La tâche dans les deux situations ne s’annonce pas aisée et le succès avec ce qu’il en attend d’effet dopant sur sa popularité, incertain. Il n’est pas en effet acquis que les partenaires de la France dans l’Union européenne vont laisser à Sarkozy durant sa présidence la latitude d’orienter leur politique commune dans un sens favorable aux intérêts français, comme il l’ambitionne et l’a déjà fait savoir, notamment sur la politique agricole et sur celle de la politique financière.
Mais c’est avec son projet d’Union de la Méditerranée que le chef de l’Etat français risque de connaître des déconvenues qui ne contribueront nullement à redorer son blason et à rehausser son prestige auprès de ses concitoyens.

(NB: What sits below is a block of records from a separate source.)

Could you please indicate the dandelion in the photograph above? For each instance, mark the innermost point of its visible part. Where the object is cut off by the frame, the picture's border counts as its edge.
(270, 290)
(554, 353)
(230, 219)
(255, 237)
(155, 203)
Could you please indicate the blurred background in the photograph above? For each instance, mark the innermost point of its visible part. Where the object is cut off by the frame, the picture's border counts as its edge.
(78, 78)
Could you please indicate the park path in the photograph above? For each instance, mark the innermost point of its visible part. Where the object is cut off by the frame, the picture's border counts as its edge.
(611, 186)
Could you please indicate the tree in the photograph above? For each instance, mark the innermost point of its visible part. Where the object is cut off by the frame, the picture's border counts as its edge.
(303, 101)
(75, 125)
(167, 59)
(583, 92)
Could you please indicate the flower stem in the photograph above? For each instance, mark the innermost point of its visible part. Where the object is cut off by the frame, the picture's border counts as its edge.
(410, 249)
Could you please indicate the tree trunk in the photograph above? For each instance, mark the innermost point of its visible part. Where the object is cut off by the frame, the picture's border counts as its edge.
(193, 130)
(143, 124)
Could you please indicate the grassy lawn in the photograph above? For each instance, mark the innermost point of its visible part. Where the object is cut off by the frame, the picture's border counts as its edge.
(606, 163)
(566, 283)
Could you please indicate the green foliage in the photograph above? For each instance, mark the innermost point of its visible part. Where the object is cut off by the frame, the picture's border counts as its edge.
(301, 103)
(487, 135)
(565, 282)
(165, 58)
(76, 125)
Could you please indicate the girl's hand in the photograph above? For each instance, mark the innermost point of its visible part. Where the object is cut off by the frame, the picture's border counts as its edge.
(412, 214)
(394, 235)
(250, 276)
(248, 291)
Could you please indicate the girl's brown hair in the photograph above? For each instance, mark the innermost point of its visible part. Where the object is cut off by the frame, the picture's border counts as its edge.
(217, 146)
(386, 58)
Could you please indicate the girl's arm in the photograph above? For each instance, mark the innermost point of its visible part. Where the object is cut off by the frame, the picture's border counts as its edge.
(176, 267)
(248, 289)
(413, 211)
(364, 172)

Ce dessein, encore flou dans son contenu et ses contours, a déjà constitué la cause d’une passe d’armes avec la chancelière allemande Angela Merkel. Même si après cela, les deux responsables européens ont diplomatiquement fait mine d’avoir eu un terrain d’entente sur le sujet, il ne fait aucun doute que la chancelière allemande, suivie par ses pairs d’Europe du Nord et de l’Est, n’ira qu’à reculons et en mettant beaucoup de conditionnalité à la réalisation du projet du président français. L’Allemagne et ses alliés européens dans cette affaire ne sont pas concernés par les intérêts stratégiques par lesquels le président justifie la mise en œuvre de son projet. Les cadres de coopération et de partenariat existant déjà entre l’Union européenne et les pays riverains au sud de la Méditerranée sont de leur point de vue suffisants, et qu’il faut seulement leur insuffler plus de dynamisme.

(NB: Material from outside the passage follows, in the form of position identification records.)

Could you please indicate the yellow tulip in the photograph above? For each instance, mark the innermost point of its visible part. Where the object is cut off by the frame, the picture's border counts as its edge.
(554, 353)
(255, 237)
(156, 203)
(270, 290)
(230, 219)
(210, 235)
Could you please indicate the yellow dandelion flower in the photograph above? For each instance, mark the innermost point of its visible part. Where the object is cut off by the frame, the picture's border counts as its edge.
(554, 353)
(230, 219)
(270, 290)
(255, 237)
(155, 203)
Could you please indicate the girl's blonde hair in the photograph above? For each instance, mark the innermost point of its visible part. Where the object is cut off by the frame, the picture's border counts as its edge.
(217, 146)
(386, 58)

Même l’appui que le président français a obtenu pour son dessein euro-méditerranéen de la part de l’Espagne et de l’Italie n’est pas aussi enthousiaste qu’il a pu l’espérer de ces deux puissances européennes, ayant elle une fenêtre méditerranéenne.
Les réserves et le manque de chaleur d’une bonne partie des Etats européens à adhérer au projet sarkozien ne sont pas les seuls obstacles qu’il va lui falloir lever. Il y a en effet l’opposition plus difficile encore à amadouer de la Turquie, dont les dirigeants voient non sans raison dans l’initiative française une « élégante » façon de fermer à leur pays la porte de l’adhésion à l’Union européenne.
Et il y a avec cela que les pays arabes des rives de la Méditerranée, dont certains ont certes applaudi au concept défendu par Nicolas Sarkozy, ont presque tous été déçus par les cours imprimés par le nouveau président à la politique internationale française. Ils ont donc eux aussi motif à se monter circonspects à l’égard du projet.
Autant donc de paris que le président français n’est pas assuré de gagner en tablant uniquement sur « le prestige international » de la France et encore moins sur son seul « volontarisme » personnel, dont les limites sont apparues concernant d’autres dossiers de politique internationale.